Sinkronisasi dan perbaikan
Mengingat ”kawin paksa” telah terjadi, menteri sebaiknya segera
melakukan hal berikut pada 100 hari kepemimpinannya: (i) Menentukan filosofi
dasar dan visi-misi kementerian. Ini seharusnya tak sulit karena tinggal
menyinkronkan titik taut kedua kementerian. Sesuai namanya, kementerian ini
harus mengedepankan perlindungan lingkungan dibandingkan dengan pemanfaatan
dan eksploitasi sumber daya hutan. Pesan harus jelas: eksploitasi sumber daya
hutan hanya bisa dilakukan jika tak merusak/merugikan kelangsungan ekosistem
hutan dan lingkungan.
(ii) Filosofi dasar itu kemudian diterjemahkan dalam struktur
kementerian dengan titik fokus yang seimbang antara fungsi perlindungan dan
fungsi pemanfaatan agar kedua belah pihak merasa tak ”dianaktirikan’ dalam
struktur yang baru. Struktur baru ini harus mengikuti fungsi dan tak dibuat
hanya untuk mengakomodasi para pejabat dari Kemenhut dan KLH. Struktur
diharapkan solid dan ramping agar lebih efektif dalam bergerak.
(iii) Menata kembali sistem perizinan dan pengelolaan uang yang
masuk dari pemanfaatan sumber daya hutan yang menurut KPK jadi sarang korupsi
dan manipulasi yang mengakar.
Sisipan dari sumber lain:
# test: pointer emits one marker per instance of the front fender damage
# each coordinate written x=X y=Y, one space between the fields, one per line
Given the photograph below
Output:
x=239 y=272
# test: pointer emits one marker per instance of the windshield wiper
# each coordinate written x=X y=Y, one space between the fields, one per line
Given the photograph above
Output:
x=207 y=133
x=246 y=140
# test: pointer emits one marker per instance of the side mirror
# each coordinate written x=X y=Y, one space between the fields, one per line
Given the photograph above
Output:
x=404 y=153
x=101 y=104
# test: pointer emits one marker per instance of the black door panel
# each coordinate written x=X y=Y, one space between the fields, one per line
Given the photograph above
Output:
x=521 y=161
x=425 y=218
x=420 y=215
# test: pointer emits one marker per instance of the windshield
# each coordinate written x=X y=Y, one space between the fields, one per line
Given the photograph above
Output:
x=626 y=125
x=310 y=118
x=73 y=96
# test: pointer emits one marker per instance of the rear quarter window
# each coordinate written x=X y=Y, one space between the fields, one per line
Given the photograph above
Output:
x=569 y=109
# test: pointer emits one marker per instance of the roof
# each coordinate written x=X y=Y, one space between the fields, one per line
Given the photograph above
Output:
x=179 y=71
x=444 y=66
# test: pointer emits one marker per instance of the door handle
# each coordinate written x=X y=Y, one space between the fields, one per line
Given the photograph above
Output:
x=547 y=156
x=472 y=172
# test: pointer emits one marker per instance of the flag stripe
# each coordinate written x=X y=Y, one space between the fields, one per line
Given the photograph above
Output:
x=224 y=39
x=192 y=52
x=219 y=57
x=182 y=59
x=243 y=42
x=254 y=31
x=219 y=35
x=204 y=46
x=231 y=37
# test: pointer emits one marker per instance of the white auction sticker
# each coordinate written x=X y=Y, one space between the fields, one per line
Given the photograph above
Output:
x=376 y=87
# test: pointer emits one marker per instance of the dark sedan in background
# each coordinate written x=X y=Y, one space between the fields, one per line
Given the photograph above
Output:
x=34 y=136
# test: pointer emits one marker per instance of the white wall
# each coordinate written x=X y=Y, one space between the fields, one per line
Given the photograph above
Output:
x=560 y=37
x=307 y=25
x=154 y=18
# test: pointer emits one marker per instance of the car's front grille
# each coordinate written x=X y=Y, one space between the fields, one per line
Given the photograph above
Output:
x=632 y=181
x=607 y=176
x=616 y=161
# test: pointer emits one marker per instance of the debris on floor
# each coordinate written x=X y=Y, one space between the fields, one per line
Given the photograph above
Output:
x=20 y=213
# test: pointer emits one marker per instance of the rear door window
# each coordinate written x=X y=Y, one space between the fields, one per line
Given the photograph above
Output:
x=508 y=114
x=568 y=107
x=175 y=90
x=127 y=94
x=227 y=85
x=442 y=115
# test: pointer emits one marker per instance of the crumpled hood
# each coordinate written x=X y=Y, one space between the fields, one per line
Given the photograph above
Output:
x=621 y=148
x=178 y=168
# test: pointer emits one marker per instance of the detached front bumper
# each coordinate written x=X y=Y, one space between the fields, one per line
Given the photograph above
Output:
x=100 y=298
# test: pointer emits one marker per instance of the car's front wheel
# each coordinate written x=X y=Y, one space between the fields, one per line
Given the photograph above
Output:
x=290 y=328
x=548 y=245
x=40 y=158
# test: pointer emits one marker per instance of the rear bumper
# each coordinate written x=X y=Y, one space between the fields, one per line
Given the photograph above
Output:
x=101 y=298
Sistem baru harus dibuat untuk mencegah
kebocoran dan transparan agar dapat dipantau semua pemangku kepentingan.
Kriteria perizinan pemanfaatan sumber daya hutan harus memperhatikan kriteria
lingkungan yang ketat agar kerusakan hutan bisa ditekan semaksimal mungkin.
(iv) Menata dan memperbaiki hubungan dengan kementerian dan
lembaga, khususnya Kementerian Agraria dan Tata Ruang/Kepala BPN yang baru
saja dibentuk, karena pihak-pihak ini akan banyak bersinggungan, khususnya
dalam penentuan status dan fungsi kawasan. Menteri yang baru harus segera
membuka komunikasi dengan provinsi dan kabupaten/kota agar hubungan yang
kurang harmonis selama ini bisa diperbaiki sedikit demi sedikit.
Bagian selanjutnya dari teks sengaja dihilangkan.